The Maldives recorded MVR 15.35 billion in tax revenue by 10 July 2025, showing continued recovery and strength in key revenue streams despite uneven performance across tax categories. This represents a notable increase from the MVR 14.53 billion collected over the same period in 2024.
Tax revenues now account for 76 percent of the government’s total revenue and grants, which stood at MVR 20.1 billion by the second week of July. The largest contributors this year have been Goods and Services Tax (GST), Import Duties, and Business and Property Tax, with tourism-related taxes performing particularly well.
GST collections reached MVR 8.77 billion, up from MVR 7.97 billion during the same period last year. Of this, Tourism GST contributed MVR 6.16 billion, compared to MVR 5.48 billion last year, reflecting the strong revenue base from high-end resorts and related services. General GST grew slightly to MVR 2.61 billion.
Import Duties, traditionally a steady source of income, brought in MVR 1.53 billion, a marginal drop from MVR 1.71 billion last year. This may indicate either a slowdown in imports or greater exemptions for essential goods.

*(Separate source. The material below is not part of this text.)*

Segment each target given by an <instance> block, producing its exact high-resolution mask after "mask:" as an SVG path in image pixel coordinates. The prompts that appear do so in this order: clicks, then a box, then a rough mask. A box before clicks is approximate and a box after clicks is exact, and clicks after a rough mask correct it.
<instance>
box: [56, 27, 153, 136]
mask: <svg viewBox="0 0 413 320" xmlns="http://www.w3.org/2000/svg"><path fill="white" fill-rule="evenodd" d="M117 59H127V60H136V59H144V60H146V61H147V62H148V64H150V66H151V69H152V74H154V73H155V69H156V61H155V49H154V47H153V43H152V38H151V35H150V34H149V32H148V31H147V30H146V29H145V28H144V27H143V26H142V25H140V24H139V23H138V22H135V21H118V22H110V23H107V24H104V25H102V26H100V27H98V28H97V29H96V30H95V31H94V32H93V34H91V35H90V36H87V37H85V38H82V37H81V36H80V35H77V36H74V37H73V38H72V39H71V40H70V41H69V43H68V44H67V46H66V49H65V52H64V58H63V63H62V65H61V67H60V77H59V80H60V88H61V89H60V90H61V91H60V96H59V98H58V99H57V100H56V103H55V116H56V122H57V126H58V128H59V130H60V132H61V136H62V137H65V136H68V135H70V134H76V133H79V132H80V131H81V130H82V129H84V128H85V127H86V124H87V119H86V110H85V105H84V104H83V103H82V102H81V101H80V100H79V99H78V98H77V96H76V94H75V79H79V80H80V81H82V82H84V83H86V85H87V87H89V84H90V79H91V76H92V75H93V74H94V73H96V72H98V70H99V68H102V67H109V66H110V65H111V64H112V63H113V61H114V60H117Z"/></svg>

Business and Property Taxes amounted to MVR 2.80 billion, down from MVR 3.58 billion in the previous year. Within this category, Corporate Income Tax contributed MVR 1.61 billion, and Withholding Tax held steady at MVR 636.3 million. Interestingly, Individual Income Tax rose to MVR 260.3 million, up from MVR 221.3 million, suggesting either a growing tax base or improved compliance among salaried earners.
Other notable contributors include the Green Tax, which surged to MVR 1.14 billion from MVR 578.6 million in 2024, almost doubling year-on-year. The Airport Service Charge and Departure Tax also rose to MVR 928.5 million from MVR 601.3 million last year, likely due to the increase in outbound and transit passenger movements.
Royalties brought in MVR 179.4 million, nearly doubling from MVR 99.6 million last year, which could be linked to new or renegotiated agreements with resort operators and developers.
While GST and tourism-linked taxes are surging, the decline in business-related taxes and import duties warrants attention. The drop in Corporate Income Tax may reflect delayed filings or the aftereffects of 2024’s macroeconomic environment. Meanwhile, subdued growth in withholding and property taxes suggests potential in widening compliance and enforcement.
The government has projected MVR 29.22 billion in tax revenues for the full year 2025. With just over half the year complete, current collections represent 52.5 percent of this target, indicating that meeting the year-end goal is plausible, especially if the upcoming high season boosts tourist arrivals and spending.
The increase in individual income tax and green tax collections points to growing fiscal capacity in newer areas of the tax system. If these trends continue, they could help cushion the budget against the volatility of corporate and trade taxes.